Changes in the Supra- & Supra-threshold Median Intraclass Correlation (ICC), Between-subject variance (BS) and Within-subject variance (WS) estimate in the ABCD sample for N 25 to 525 with 100 bootstraps at each N

Note: Based on the top model from Figure 2: Small Gain vs Implicit Baseline Contrast, ‘CueMod’ Model, Motion option 1 and FWHM 8.4.

Post Hoc Analyses

An exploratory set of analyses were performed to evaluate 1) the effect of analytic decisions on ICC for the Left and Right Nucleus Accumbens and 2) the association between voxelwise Cohen’s d estimates at the group-level and the voxelwise ICC maps. These are reported in supplemental section 2.6.

Discussion

Understanding the analytic decisions that may consistently increase individual- and/or group-level reliability estimates has implications for the study of individual differences using fMRI. The current study expands on previous work by simultaneously evaluating the effects of smoothing, motion correction, task parameterization and contrast selection on the continuous and binary reliability estimates of BOLD activity during the MID task for run- and session-level data across three independent samples. The five major findings are: (1) The ICC(3,1) test-retest reliability estimates in the MID task are consistently low; (2) Group-level estimates of reliability are higher than individual [ICC] estimates; (3) Contrast selection and Model Parameterization have the largest impact on median ICC estimates, and Smoothing and Contrast selection has the largest impact on similarity estimates; however, gains in reliability across different contrasts comes at the cost of interpretability and may differ; (4) Motion correction strategies in these analyses did not meaningfully improve individual or group similarity estimates and, in some cases, reduced estimates of reliability; and (5) the median ICC estimate varied across sample size but the variability decreased with increased sample size. Excluding some differences, the results are relatively consistent across the three samples, runs and sessions, providing a comprehensive overview of how analytic decisions at the GLM impact reliability of estimated BOLD in commonly used versions of the MID task.
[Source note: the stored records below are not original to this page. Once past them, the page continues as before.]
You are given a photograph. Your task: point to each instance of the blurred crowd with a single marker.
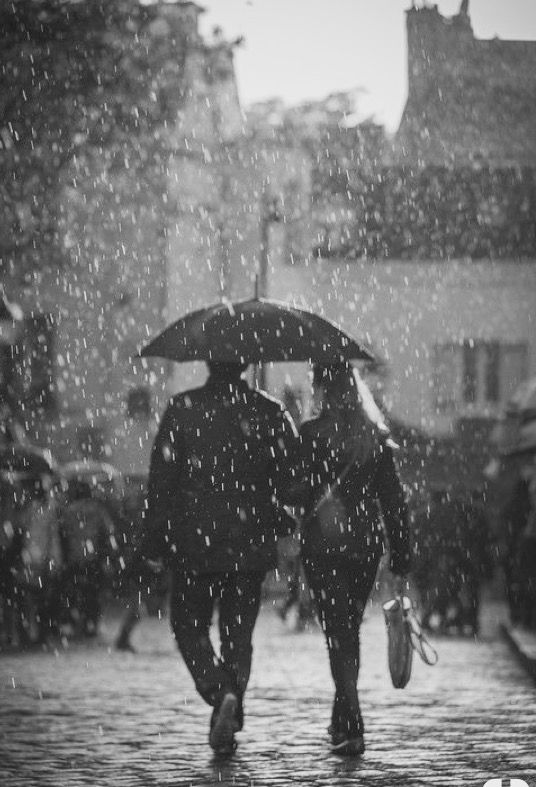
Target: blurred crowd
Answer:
(67, 534)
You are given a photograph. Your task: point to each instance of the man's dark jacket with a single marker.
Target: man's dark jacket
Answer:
(219, 461)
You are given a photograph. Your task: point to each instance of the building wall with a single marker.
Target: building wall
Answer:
(468, 99)
(403, 310)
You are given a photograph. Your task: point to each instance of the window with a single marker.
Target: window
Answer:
(476, 373)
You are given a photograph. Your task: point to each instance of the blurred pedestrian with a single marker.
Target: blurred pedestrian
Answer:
(518, 519)
(40, 560)
(89, 547)
(218, 462)
(451, 560)
(348, 477)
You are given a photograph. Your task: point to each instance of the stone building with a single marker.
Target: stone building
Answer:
(469, 100)
(202, 204)
(148, 220)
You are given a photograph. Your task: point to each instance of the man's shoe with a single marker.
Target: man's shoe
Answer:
(347, 747)
(221, 736)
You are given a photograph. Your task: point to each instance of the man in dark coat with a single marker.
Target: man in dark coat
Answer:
(219, 460)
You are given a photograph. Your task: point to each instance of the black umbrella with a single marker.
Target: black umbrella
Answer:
(255, 331)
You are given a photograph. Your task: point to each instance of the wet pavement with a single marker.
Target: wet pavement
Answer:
(93, 716)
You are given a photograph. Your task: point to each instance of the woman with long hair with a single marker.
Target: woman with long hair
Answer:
(351, 495)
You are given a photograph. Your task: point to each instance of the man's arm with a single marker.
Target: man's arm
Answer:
(163, 486)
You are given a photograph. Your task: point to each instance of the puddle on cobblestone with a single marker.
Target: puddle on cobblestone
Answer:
(95, 717)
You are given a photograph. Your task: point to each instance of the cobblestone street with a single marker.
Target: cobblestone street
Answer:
(90, 715)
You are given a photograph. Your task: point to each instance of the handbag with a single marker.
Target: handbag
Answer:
(404, 635)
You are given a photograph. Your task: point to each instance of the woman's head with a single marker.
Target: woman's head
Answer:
(355, 421)
(334, 386)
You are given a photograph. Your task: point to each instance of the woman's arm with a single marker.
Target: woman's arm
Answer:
(390, 494)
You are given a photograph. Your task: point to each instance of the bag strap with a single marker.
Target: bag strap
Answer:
(330, 487)
(419, 642)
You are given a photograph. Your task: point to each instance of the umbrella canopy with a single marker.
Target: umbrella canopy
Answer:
(255, 331)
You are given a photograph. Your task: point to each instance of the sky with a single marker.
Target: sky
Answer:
(305, 49)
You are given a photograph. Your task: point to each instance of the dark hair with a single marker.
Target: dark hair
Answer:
(324, 374)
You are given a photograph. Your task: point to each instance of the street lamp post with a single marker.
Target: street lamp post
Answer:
(270, 214)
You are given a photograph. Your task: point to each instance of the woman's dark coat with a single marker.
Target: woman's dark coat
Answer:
(371, 491)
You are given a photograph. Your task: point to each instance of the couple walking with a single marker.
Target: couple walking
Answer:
(225, 459)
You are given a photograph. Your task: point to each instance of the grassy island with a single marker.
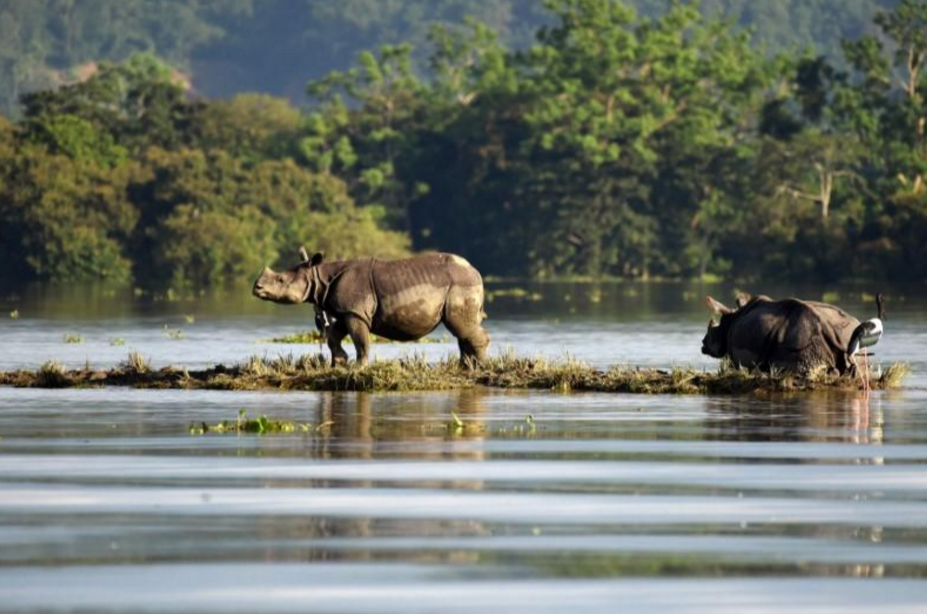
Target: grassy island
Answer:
(312, 372)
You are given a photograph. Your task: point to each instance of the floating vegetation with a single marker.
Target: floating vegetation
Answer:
(52, 374)
(312, 372)
(516, 293)
(135, 364)
(262, 425)
(310, 337)
(173, 333)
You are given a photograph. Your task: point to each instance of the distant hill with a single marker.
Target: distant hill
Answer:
(276, 46)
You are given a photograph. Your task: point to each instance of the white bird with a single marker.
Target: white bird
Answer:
(865, 336)
(869, 332)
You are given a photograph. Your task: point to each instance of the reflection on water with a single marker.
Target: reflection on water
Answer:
(798, 503)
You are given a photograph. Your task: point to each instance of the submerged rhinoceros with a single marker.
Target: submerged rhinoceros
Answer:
(787, 334)
(402, 300)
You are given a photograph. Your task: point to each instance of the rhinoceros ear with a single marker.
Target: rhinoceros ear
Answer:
(717, 307)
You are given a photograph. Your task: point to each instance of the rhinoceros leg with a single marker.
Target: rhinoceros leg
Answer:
(463, 316)
(334, 334)
(360, 335)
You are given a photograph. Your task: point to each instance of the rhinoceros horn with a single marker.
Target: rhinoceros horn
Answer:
(717, 307)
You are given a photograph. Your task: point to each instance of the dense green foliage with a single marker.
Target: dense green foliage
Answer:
(615, 143)
(275, 46)
(120, 176)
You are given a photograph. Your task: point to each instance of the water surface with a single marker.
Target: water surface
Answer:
(786, 503)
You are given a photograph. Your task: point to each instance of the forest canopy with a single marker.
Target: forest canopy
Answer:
(602, 141)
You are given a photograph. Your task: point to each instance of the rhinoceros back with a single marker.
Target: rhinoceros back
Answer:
(412, 294)
(790, 334)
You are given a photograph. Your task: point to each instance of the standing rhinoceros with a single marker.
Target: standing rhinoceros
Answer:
(402, 300)
(788, 334)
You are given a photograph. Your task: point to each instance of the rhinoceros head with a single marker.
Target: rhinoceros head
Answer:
(290, 286)
(714, 343)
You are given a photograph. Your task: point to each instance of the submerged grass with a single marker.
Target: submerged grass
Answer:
(312, 372)
(310, 337)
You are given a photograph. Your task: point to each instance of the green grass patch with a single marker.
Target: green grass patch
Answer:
(313, 336)
(412, 374)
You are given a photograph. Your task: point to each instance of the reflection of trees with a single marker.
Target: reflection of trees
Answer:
(380, 428)
(822, 416)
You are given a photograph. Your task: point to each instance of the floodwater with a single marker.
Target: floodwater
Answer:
(797, 503)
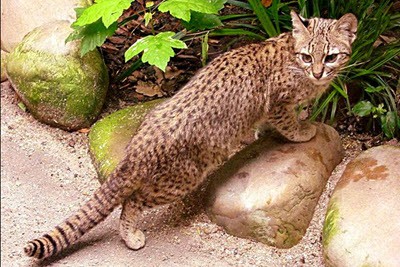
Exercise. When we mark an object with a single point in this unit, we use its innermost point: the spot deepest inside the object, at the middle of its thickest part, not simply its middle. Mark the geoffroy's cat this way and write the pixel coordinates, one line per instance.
(185, 138)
The findings from these multiverse analyses confirm previous reports that ICC estimates are relatively low in univariate task-fMRI and in the current state are inadequate measures for use in individual differences research (Elliott et al., 2020; Kennedy et al., 2022). Consistent with Elliott et al (2020), reliability estimates in the sub-threshold (or non-target mask) are lower than the supra-threshold of the MID task (target mask). The range of median ICCs varied across analytic decisions. Using commonly employed cut-offs (Cicchetti & Sparrow, 1981; Elliott et al., 2020; Noble et al., 2019), ICC estimates for Large Gain versus Neutral contrast are in the ‘Poor’ range and the Large Gain versus Implicit Baseline contrast ranged between ‘Poor’ and ‘Fair’ across the three samples. Test-retest reliability for the Large Gain (Small Gain) versus Implicit Baseline contrast are modulated by Model Parameterization, whereby the Cue Model had a meaningfully higher reliability than the Anticipation Model. However, this may come at the cost of validity, which is discussed below. Nevertheless, based on voxelwise distributions from the top performing model (Model: Cue Model, Contrast: Small Gain versus Implicit Baseline, Motion Correction: None, Smoothing: 8.4 mm kernel), visual and motor regions had the highest ICCs, in the ‘Fair’ to ‘Good’ range. Post hoc analyses of the bilateral NAc illustrate that, on average, ICC estimates in this region of interest are in the ‘Poor’ range. Notably, ICCs in this post hoc region were not meaningfully impacted by Model Parameterization but were impacted by Contrast and Motion correction, suggesting that test-retest reliability may be uniquely impacted by analytic strategy depending on the voxels under consideration. These findings illustrate that the test-retest reliability of the MID task is relatively low, even in the most common ROI such as the Left and Right NAc. While Kennedy et al. (2022, p. 13) speculated that low reliabilities in the ABCD sample may be attributed to the participants’ young age, our results demonstrate that median ICC estimates are higher in older than younger samples but reliability estimates in the MID task remain consistently low across early adolescents and late adolescents/young adults. To understand how analytic strategies differentially impact ICCs in different brain regions, we encourage future researchers to use the publicly available estimated maps to probe this question further.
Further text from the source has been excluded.